If another driver is genuinely aggressive, honking your horn or yelling at them will only serve to escalate the situation, not diffuse it. And, if the other driver’s behavior was unintentional, your venting will not change anything. It could easily rattle an inexperienced driver and cause them to make even more mistakes, or react in a more dangerous way.
Protect Yourself and Others
While you should always assume that driver error was unintentional, never assume that an aggressive driver will behave rationally. Take steps to protect yourself and the other occupants of your vehicle. Continue to drive at normal speed. Never get out of your car and never lower your window. Try to avoid making eye contact with the aggressive driver if they pull up alongside you. If you must stop for traffic, do not pull right up to the car ahead of you. Instead, give yourself enough room to pull away if necessary.
However, try to avoid speeding away, as that may encourage a chase or cause the aggressive drive to react by likewise speeding up or driving dangerously. Instead, shift to the slow lane and separate yourself from the situation as much as possible.
Given the statistics, there is a pretty good chance you will encounter an aggressive driver at some point. Your best bet is to avoid conflict by ignoring the driver's actions. You may very well be in the right, but proving it won’t be worth it.
Avoid the temptation to roll down your window and yell at the offending driver or speed up behind someone who cut you off. Even flashing a rude gesture from within your car may catch the driver's eye and escalate the conflict. The satisfaction you get from that moment of revenge will be fleeting, and if there is an aggressive driver behind the wheel, the results could be devastating to you or your occupants.
Have your cell phone ready and call the police immediately if you feel threatened. Familiarize yourself with any state call numbers for reporting aggressive driving.

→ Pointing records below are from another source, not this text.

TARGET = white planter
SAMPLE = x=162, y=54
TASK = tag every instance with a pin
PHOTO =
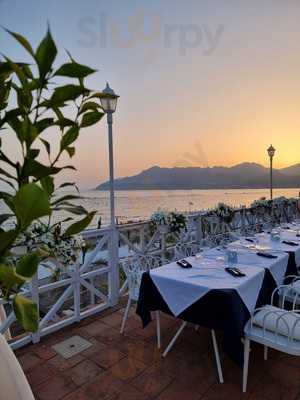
x=13, y=382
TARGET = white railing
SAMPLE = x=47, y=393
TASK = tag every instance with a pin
x=92, y=285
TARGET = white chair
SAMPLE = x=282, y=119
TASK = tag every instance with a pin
x=290, y=293
x=215, y=346
x=186, y=249
x=274, y=327
x=134, y=268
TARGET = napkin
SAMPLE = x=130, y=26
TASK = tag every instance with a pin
x=266, y=255
x=290, y=243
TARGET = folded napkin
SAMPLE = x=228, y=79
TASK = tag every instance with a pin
x=290, y=243
x=266, y=255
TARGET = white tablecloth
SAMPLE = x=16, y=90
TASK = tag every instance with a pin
x=277, y=266
x=279, y=246
x=181, y=287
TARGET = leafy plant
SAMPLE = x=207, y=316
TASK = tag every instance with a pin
x=31, y=103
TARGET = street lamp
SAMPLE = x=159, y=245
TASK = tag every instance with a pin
x=271, y=153
x=108, y=100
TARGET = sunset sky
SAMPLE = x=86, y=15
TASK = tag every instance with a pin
x=201, y=82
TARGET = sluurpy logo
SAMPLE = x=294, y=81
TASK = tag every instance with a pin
x=149, y=33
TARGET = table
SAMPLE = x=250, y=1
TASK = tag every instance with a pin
x=215, y=300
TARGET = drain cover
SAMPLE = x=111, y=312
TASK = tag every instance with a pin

In the District of Columbia, Maryland, Pennsylvania and Virginia, for example, you can dial #77 on a cell phone to report dangerous drivers. If an aggressive driver continues to follow or threaten you, drive directly to a police station or another public and busy spot such as a fire station or hospital. Honk your horn to get attention, but do not leave your car unless and until the aggressive driver is gone.
Stay Alert — and Stay Safe
Police forces across North America are combining efforts to target aggressive drivers, and they’re using increasingly sophisticated technology to reduce the problem. While law enforcement does its part to keep highways safe from aggressive driving, keep yourself and your occupants safe by following these tips.